Eliminating harassment and abuse
Women and those who identify as gender diverse continue to suffer intolerable levels of gender-based violence in all parts of the world and this violence, whether it is perpetrated in private or in public, affects their ability to work and to participate safely in all aspects of life, including cultural life. At all levels of the labour market in the cultural sectors, they fare worse than men; their safety and well-being are not prioritised or secured. Even in the most privileged creative professions, various mechanisms are used to silence women who speak up about abuse and harassment. For example, legal clauses may prevent women from speaking out (see In Focus, below) and the routine use of nondisclosure agreements in many cultural industries from film to journalism to new media technology, continues to render women’s experiences “unspeakable”. Awareness of sexual harassment and abuse and the toll this takes on women and gender diverse creatives is evident. Fortunately, we see a laudable emerging focus on safety and well-being in numerous countries which signals that there is significant momentum towards change in these areas at various levels of action.
At the level of national policy and legislative action, in Costa Rica, the national policy for the care and prevention of violence against women 2017-2032 includes actions that give priority to the allocation of competitive cultural grants to initiatives promoting an ethic of equality between men and women and the training of men, through culture, for the “eradication of the power of domination and sexist control”. This policy also promotes protections and/or sanctions in administrative and judicial headquarters in order to tackle workplace and public sexual harassment.

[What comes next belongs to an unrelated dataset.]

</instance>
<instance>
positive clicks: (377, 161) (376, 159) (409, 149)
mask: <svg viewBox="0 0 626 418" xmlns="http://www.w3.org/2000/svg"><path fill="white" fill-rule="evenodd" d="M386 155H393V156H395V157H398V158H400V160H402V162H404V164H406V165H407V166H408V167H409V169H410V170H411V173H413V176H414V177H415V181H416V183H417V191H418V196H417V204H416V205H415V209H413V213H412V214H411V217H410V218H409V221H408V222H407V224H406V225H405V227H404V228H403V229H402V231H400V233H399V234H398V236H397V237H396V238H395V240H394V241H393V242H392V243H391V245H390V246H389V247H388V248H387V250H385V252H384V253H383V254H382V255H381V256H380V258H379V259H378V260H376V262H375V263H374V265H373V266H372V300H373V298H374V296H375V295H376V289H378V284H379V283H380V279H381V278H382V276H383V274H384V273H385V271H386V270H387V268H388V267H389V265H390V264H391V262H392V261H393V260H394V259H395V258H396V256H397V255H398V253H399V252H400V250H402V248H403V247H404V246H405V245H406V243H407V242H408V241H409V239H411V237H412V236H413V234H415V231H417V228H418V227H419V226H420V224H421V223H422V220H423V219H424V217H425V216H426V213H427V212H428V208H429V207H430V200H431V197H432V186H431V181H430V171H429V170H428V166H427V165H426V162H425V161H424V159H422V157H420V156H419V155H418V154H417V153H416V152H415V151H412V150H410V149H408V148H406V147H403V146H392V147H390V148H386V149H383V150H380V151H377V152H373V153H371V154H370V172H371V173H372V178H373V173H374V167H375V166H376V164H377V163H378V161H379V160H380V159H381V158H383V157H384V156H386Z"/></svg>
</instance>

Work towards global, robust, transparent and comparable data that monitors gender equality in culture and creative sectors is needed more than ever before. States should increase the scope of their data-gathering efforts beyond ‘headcounting’ to include information on gender pay gaps in culture, sex-disaggregated cultural participation and intersectional barriers. Linking up disparate national frameworks, sources of data and targeted measures and policies and producing a global language and a global programme of action for achieving gender equality in the cultural and creative industries remains a key challenge.
Move faster from research and data-gathering to policy design, implementation and assessment. Collectively, governments and other relevant actors need to document and share effective examples of gender transformative cultural measures that lead to global policy action and to support the design of comprehensive gender transformative policies for creativity addressing systemic discrimination and structural inequalities in the culture sectors.
Strengthen communication and collaboration between State-funded cultural agencies, activists, civil society organizations, representatives of cultural professionals’ associations and academics and ensure that multi-stakeholder and inter-ministerial dialogue is established and maintained and that women are closely involved in the governance of culture.
A continued focus on mechanisms facilitating access to and funding of creative work and participation in the governance of culture of gender diverse people is central to effectively advance gender equality in the culture sector and ensure the diversity of cultural expressions.